When the site opened, the city offered a five-year lease. After that agreement expired in March, the Portland Development Commission offered only a month-by-month arrangement and said Voz could be asked to leave with six months notice. Leaders of Voz say the precarious standing has made it difficult to secure funders for a plan to construct better buildings.
Romeo Sosa, executive director of Voz, says he has asked PDC to list the property in the name of Voz so that funders will have confidence. He does not want to buy the land or have it donated — just listed with the Voz name.
"We want a permanent building," says Sosa, comparing the shed-like enterprise to larger and sturdier centers in Seattle, Los Angeles and Baltimore. More professional offices would not only be more humane for workers, but would attract more employers, he explains.
The Seattle day labor center received $2 million in public funding and includes rooms for English and computer classes, a waiting area and a kitchen. Baltimore's center is housed on a donated mansion.
"Voz has done a lot of good work down there," says Valerie Chapman, pastoral administrator of St. Francis Parish, where Voz has offices. "The place provides dignity for workers. They don't get caught out in the rain."
Chapman recalls that the initiative was favored by business owners and residents of the neighborhood, who saw it as a way to prevent various corners from springing up as crowded day labor sites.
"Month-to-month makes it really complicated for planning," says Chapman, who has also worked with the city on St. Francis Dining Hall, which provides free meals to people in need. "Funders need to know they will be around."
Chapman says PDC is giving a mixed message: send potential funders to us for assurance, but also, we can have you leave the site with only six months notice. Portland gave $200,000 to Voz to start the center and has given $25,000 annually since, charging only $1 per year in rent.
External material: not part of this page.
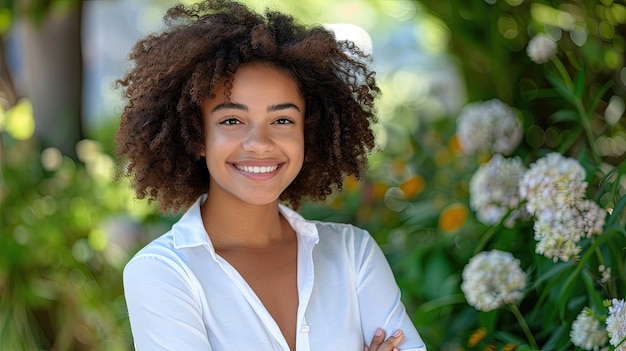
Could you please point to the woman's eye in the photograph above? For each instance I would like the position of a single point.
(230, 121)
(283, 120)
"We have made it abundantly clear that our support is in place," says Shawn Uhlman, PDC spokesman. Uhlman says the commission has no intention of asking Voz to leave the property. Patrick Quinton, PDC’s executive director, has invited Voz to send potential donors to him to be reassured. Uhlman says PDC will do what it can to help if Voz wants to purchase the property, but does not simply sign over city-owned parcels.
The 2013 market value of the land tops $360,000 — well out of the reach of Voz. The value has tripled since 2000 as industry has picked up in inner Northeast. Selling the parcel could mean a boost to the PDC, which is trying to reduce its land holdings.
The original agreement between the city and Voz said the non-profit would work toward building a more permanent center on city site or elsewhere.
The center was created with backing of former Mayor Tom Potter. The office of current Mayor Charlie Hales had not offered comment as of press time.
"Support is not as strong as it used to be," Sosa concludes. "We feel the city sees it as us against them instead of us together. They say they support us, but we don't feel that." Sosa says if the center closes, day laborers will head back to the corners.